- Price Drop With a Twist: Fartcoin fell 13% in 24 hours, nearly erasing its monthly gains. However, data shows significant accumulation during this dip, suggesting some traders see it as a buying opportunity.
- Support Zone Holds Promise: The price has returned to a previously active accumulation zone between $1.01 and $1.20, which could act as a springboard for a future rally—if buyers hold strong.
- Mixed Market Sentiment: While the derivatives market still shows some bullish bias with a positive funding rate, the spot market sentiment is shaky, with more traders leaning short and investors growing cautious.
Well, Fartcoin isn’t having the best week—dropping a steep 13% in the last 24 hours, wiping out nearly every bit of gain it had made this month. Now, it’s wobbling around with a -0.75% drawdown on the monthly chart. Pretty rough. But oddly enough, there might still be something brewing under the surface.
Liquidity Flooding In… Even While Price Slips
Despite the dip, some folks out there are clearly buying the blood. A new Nansen report showed that Fartcoin actually had the highest positive netflow across all tracked tokens during the same 24-hour window. Yep, about $178K worth of FARTCOIN moved into exchanges. So, either someone’s making a big bet—or the crowd’s quietly building bags at discount prices. Sometimes when these quiet buys stack up, they lead to a sharp reversal. Not always… but it’s happened before.

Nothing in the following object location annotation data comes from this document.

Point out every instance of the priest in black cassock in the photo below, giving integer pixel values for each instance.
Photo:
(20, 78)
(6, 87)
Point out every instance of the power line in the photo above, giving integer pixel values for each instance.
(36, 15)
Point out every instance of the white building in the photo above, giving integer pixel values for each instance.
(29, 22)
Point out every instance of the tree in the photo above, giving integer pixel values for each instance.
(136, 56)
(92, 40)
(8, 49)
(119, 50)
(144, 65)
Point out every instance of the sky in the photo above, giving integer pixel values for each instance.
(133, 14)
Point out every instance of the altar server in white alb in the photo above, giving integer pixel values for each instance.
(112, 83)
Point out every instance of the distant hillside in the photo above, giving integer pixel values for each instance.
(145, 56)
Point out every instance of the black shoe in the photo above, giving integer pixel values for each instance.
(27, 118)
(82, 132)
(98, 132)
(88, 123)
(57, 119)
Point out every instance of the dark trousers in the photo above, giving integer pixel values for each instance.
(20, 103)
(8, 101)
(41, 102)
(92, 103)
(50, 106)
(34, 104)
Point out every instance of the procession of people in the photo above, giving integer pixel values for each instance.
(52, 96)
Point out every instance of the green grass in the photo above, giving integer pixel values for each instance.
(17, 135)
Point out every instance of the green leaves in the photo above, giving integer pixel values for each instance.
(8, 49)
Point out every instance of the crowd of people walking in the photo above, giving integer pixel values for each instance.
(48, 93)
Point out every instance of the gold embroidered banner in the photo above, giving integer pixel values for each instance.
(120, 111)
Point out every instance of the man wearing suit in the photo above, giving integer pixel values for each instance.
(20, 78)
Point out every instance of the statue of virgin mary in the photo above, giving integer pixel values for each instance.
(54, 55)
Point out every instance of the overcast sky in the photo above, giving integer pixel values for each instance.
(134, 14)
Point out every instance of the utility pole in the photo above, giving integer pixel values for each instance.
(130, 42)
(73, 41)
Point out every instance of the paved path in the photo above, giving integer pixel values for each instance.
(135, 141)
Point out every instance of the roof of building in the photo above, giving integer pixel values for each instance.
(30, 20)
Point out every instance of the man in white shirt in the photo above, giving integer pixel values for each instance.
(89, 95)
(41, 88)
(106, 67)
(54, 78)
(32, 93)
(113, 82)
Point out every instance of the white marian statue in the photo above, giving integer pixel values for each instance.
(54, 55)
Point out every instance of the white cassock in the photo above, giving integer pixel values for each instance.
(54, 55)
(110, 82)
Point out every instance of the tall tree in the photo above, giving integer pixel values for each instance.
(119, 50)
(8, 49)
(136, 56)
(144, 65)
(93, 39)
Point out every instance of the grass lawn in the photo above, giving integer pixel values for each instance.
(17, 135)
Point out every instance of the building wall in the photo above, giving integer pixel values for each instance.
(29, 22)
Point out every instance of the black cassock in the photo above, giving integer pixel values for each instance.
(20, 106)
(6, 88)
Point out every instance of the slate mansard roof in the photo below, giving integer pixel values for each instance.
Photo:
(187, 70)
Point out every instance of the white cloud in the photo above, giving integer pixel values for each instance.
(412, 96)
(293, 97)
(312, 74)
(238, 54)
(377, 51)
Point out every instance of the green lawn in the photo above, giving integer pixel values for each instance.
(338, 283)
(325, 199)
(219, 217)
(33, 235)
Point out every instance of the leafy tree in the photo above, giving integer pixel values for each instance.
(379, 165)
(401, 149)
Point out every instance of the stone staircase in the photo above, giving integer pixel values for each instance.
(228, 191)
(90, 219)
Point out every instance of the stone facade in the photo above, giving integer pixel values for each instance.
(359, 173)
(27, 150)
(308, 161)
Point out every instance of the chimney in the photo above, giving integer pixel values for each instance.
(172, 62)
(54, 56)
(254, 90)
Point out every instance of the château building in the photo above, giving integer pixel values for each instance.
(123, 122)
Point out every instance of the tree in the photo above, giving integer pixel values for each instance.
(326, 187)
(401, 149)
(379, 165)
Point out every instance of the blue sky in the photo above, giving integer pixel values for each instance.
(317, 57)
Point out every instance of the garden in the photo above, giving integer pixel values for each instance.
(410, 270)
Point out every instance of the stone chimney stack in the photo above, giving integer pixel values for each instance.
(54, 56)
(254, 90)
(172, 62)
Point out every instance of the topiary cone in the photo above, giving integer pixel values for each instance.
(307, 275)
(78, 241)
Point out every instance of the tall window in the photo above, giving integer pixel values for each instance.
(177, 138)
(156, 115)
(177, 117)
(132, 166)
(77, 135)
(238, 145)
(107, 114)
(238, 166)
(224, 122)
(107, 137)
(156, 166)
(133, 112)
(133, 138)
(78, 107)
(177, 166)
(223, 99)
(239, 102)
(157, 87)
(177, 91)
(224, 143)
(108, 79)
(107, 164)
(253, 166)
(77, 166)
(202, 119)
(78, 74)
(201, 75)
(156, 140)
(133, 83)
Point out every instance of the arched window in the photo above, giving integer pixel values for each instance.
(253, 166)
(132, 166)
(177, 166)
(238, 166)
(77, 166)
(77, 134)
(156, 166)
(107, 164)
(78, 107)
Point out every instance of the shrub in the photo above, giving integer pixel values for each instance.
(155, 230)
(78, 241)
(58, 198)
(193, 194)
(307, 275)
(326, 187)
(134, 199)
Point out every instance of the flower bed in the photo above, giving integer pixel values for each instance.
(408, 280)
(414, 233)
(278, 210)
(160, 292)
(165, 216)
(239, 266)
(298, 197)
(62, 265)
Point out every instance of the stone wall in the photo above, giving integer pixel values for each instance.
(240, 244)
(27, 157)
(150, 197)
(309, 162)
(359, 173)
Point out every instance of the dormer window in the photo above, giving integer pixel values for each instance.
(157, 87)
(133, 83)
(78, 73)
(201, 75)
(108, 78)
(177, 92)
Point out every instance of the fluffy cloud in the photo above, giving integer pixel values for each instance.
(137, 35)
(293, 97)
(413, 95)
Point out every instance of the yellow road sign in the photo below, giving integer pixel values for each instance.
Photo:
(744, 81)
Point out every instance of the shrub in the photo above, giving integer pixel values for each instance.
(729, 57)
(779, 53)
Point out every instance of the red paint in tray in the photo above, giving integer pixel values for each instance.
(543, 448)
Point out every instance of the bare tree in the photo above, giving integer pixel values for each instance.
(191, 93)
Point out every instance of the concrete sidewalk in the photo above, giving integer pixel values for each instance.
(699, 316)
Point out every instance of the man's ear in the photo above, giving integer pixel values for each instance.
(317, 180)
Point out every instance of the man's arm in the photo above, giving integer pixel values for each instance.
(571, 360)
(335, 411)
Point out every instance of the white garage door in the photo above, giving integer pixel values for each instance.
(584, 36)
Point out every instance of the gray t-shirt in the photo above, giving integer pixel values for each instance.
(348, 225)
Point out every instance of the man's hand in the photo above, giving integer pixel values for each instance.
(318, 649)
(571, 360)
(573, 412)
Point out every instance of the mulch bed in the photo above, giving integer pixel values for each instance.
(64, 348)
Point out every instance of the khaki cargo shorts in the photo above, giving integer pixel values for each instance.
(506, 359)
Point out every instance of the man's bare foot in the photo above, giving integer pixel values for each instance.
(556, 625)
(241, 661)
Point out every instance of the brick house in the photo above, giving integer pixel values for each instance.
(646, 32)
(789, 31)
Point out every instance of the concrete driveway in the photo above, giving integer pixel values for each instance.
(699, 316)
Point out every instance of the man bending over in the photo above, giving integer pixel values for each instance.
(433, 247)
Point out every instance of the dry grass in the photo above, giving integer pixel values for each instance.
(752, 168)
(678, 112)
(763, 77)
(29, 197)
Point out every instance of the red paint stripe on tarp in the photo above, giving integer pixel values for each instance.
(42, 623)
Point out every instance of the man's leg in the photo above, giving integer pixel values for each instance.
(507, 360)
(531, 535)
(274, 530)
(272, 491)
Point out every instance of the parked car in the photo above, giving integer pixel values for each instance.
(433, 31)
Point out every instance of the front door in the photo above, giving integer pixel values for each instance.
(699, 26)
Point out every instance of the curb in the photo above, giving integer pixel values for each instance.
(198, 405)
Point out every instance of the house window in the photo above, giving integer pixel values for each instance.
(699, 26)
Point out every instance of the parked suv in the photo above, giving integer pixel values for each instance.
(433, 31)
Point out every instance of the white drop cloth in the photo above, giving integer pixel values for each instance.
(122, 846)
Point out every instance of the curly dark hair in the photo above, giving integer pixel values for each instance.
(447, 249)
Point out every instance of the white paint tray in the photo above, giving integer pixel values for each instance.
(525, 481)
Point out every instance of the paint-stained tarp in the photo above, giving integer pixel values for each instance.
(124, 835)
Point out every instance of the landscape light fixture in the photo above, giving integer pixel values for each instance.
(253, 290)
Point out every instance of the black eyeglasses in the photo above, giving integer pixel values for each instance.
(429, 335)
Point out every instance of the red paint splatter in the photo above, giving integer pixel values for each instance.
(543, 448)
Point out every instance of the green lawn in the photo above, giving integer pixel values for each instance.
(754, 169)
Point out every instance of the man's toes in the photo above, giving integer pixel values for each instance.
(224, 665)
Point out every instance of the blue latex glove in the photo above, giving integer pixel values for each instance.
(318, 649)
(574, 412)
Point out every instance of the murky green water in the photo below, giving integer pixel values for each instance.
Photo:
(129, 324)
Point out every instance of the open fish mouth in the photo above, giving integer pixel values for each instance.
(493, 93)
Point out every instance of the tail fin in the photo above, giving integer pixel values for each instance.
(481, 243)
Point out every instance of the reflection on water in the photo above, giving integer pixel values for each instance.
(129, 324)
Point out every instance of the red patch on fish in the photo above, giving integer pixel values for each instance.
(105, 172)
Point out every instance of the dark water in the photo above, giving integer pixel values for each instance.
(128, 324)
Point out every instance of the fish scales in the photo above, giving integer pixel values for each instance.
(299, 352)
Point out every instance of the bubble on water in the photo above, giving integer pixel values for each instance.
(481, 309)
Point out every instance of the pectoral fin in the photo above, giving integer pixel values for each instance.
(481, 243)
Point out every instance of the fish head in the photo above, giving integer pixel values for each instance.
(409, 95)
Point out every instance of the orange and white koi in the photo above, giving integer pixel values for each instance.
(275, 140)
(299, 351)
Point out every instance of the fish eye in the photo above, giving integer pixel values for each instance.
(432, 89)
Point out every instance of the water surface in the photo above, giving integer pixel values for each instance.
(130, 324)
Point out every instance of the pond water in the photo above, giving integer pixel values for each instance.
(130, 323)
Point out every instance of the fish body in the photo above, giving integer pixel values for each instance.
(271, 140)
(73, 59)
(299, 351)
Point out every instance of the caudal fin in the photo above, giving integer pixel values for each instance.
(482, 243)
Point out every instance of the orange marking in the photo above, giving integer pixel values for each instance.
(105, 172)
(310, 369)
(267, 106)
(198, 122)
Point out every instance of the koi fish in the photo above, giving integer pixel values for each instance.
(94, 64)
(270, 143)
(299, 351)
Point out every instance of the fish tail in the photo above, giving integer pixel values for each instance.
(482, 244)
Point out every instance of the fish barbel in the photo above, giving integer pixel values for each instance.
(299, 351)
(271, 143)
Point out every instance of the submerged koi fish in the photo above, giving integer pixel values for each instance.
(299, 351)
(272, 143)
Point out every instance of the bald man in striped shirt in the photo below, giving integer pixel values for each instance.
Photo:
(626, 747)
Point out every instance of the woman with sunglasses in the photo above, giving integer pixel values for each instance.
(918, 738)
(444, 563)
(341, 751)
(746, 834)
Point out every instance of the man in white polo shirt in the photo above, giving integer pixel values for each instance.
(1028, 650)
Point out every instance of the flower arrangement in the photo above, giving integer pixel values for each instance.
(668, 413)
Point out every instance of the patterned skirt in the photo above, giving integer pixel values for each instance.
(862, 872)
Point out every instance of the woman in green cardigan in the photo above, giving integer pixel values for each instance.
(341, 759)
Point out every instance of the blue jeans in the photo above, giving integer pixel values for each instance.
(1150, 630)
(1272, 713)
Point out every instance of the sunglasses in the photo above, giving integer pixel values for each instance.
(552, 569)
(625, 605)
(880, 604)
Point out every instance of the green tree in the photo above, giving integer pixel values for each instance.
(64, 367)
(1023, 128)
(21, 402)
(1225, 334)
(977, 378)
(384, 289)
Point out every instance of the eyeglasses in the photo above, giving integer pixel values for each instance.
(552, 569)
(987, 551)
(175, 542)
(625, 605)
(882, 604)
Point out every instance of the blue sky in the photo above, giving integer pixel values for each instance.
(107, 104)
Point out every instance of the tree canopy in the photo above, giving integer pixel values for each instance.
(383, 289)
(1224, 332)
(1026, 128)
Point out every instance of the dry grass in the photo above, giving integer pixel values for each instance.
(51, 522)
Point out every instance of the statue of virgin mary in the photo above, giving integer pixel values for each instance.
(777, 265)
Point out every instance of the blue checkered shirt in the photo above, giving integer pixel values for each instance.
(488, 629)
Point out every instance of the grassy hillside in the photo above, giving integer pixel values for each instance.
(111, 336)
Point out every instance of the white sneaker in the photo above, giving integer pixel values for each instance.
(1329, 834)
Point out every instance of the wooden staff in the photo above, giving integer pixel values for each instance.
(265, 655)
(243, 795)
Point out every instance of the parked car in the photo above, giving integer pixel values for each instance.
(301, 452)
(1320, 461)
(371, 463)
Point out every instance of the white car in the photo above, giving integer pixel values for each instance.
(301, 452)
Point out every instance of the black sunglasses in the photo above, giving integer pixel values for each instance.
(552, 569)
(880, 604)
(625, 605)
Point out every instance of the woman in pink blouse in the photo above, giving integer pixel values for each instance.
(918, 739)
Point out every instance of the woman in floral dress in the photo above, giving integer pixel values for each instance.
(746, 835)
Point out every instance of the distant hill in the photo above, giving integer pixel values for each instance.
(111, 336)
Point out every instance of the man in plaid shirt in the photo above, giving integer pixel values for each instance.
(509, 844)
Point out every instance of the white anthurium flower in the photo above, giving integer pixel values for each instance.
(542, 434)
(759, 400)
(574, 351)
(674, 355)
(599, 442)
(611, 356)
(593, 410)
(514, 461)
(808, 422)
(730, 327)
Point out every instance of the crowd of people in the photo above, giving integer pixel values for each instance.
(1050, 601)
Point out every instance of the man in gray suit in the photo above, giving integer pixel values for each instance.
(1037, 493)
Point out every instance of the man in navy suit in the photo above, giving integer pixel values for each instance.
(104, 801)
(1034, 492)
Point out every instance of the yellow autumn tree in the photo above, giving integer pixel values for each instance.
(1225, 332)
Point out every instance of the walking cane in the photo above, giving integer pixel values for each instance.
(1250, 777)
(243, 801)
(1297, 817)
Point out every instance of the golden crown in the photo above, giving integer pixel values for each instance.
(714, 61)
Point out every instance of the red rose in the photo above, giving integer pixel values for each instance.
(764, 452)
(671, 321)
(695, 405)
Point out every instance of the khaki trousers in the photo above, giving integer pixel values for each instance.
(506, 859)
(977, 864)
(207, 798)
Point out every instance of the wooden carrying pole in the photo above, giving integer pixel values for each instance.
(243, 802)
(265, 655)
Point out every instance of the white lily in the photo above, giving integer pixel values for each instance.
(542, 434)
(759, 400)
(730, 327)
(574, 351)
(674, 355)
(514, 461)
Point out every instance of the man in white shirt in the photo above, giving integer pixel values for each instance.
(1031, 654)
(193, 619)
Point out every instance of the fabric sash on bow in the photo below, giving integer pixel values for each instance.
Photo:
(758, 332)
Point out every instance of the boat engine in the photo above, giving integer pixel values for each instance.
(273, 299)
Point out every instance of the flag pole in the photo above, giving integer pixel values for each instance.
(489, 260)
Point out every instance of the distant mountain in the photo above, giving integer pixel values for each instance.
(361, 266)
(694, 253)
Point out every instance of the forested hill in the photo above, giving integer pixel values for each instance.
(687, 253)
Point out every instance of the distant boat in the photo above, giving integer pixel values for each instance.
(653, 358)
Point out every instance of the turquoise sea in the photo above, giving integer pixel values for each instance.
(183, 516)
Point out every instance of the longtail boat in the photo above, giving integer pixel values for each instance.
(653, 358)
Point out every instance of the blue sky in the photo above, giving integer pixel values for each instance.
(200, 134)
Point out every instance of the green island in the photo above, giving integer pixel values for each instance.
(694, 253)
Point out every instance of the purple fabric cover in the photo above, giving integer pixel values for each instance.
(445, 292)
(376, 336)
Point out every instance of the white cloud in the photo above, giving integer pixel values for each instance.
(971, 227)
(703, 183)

Back to the Old Accumulation Zone
If you check out the charts, the coin has basically slid right back into a familiar pocket—somewhere between $1.01 and $1.20. That range last saw action between late April and early May, right before the last rally. Now that it’s parked there again, some buyers might get interested, maybe even start scooping more up. Thing is, prices could hang out in this box for a while before deciding on a direction. Doesn’t mean a pump is coming—just that the base might be forming again.

Bulls Still Hopeful, But Bears Aren’t Gone Yet
Zooming out to the derivatives side, things get a bit messy. The Long/Short ratio as of May 30 shows 54.8% of volume is from sellers, which tells you—short-term, people are still betting against it. But curiously, the funding rate is holding up in positive territory and slowly climbing. That typically means bullish contracts are leading, even if there’s pressure from the other side.
One thing to keep an eye on, though, is how the spot market is feeling. And right now, it’s… well, kinda grim. Sentiment’s taken a nosedive. If things drop any lower, we might see even more holders give up and hit the exit. So yeah, momentum’s building—but the crowd still seems nervous.